The pelvis is composed of four bones: the two hip bones laterally and in front, and the sacrum and coccyx behind (▶ Fig. 7.1). The hip bone is a large, flattened, irregularly shaped bone that forms the sides and anterior wall of the pelvic cavity together with its counterparts on the opposite side. It consists of three parts, the ilium, ischium, and pubis, which are fused into one bony structure in adults. The hip bone is narrow in the middle and expands above and below, with a large oval shaped hole, the obturator foramen, on its inferior aspect. The acetabulum, a large cup-shaped articular cavity, is situated near the middle of the bone’s outer surface. The external surface of the upper part of the hip bone is smooth and gives attachment to the gluteal muscles. The ilium is divided into two parts, the body and the ala. The ischium, the lower and back part of the hip bone, consists of three portions: a body and two rami. The pubis, which forms the anterior part of the hip bone, is divided into a body, and a superior and an inferior ramus. The pubic ramus is a very thin bone, making it an easy target for fractures. The sacrum is a triangular bone at the base of the spine and consists of five vertebrae which usually are completely fused into a single bone in adults.
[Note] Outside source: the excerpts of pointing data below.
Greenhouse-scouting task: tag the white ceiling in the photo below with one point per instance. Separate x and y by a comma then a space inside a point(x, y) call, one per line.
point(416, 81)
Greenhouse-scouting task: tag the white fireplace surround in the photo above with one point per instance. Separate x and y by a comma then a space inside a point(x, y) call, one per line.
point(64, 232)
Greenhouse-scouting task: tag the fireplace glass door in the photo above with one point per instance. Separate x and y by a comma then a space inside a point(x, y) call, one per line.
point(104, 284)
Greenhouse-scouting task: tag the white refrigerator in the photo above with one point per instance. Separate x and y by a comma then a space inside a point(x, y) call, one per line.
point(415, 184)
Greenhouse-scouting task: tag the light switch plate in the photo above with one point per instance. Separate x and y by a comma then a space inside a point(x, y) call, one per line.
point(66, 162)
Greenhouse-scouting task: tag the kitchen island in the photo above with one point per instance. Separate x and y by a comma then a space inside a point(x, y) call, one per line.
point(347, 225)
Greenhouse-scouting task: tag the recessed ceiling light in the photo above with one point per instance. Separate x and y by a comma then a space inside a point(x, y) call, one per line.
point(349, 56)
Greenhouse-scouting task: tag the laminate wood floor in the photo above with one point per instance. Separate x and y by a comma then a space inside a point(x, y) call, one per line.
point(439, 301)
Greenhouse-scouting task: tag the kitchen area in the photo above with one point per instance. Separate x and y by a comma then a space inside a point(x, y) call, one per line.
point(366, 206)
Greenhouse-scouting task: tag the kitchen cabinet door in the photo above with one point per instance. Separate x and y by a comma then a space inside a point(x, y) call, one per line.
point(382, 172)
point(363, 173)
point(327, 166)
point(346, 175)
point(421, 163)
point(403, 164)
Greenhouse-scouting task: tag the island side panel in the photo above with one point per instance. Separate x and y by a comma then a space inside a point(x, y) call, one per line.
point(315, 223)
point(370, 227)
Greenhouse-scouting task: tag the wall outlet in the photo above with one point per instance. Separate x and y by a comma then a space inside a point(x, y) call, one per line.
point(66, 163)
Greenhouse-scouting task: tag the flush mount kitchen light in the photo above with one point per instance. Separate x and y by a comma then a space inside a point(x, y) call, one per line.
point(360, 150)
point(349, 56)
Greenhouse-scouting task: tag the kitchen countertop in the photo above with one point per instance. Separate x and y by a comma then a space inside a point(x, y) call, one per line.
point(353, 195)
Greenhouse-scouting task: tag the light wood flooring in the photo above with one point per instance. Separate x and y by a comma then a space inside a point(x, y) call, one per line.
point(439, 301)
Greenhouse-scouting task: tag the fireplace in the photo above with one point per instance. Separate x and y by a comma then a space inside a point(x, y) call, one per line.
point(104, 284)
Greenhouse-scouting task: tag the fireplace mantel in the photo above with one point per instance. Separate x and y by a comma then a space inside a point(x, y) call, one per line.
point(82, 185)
The sacral canal in the middle runs throughout the greater part of the bone; its walls are perforated by the anterior and posterior sacral foramina through which the sacral nerves passes. The coccyx, or tailbone, comprised of four fused vertebrae, articulates superiorly with the sacrum and extends downward as an individual piece (▶ Fig. 7.2; ▶ Fig. 7.3).
Based on fracture pattern, pelvic fractures can be divided into pelvic ring fractures and acetabular fractures. The pelvic ring is divided into an anterior and posterior ring by the acetabulum. The acetabulum is divided into the anterior column, the posterior column, anterior wall, posterior wall. In the erect posture, the pelvis is inclined forward so that the anterior superior iliac spines and the front of the top of the symphysis pubis are in the same coronal plane. When an individual is standing, his or her weight is transmitted from the upper body and trunk, through the spine, the sacrum, sacroiliac joint, and acetabulum, and continues down to the lower extremities. When an individual is in the sitting position, his or her weight is transmitted down the spine, the sacrum, and sacroiliac joint to the ischium (▶ Fig. 7.4).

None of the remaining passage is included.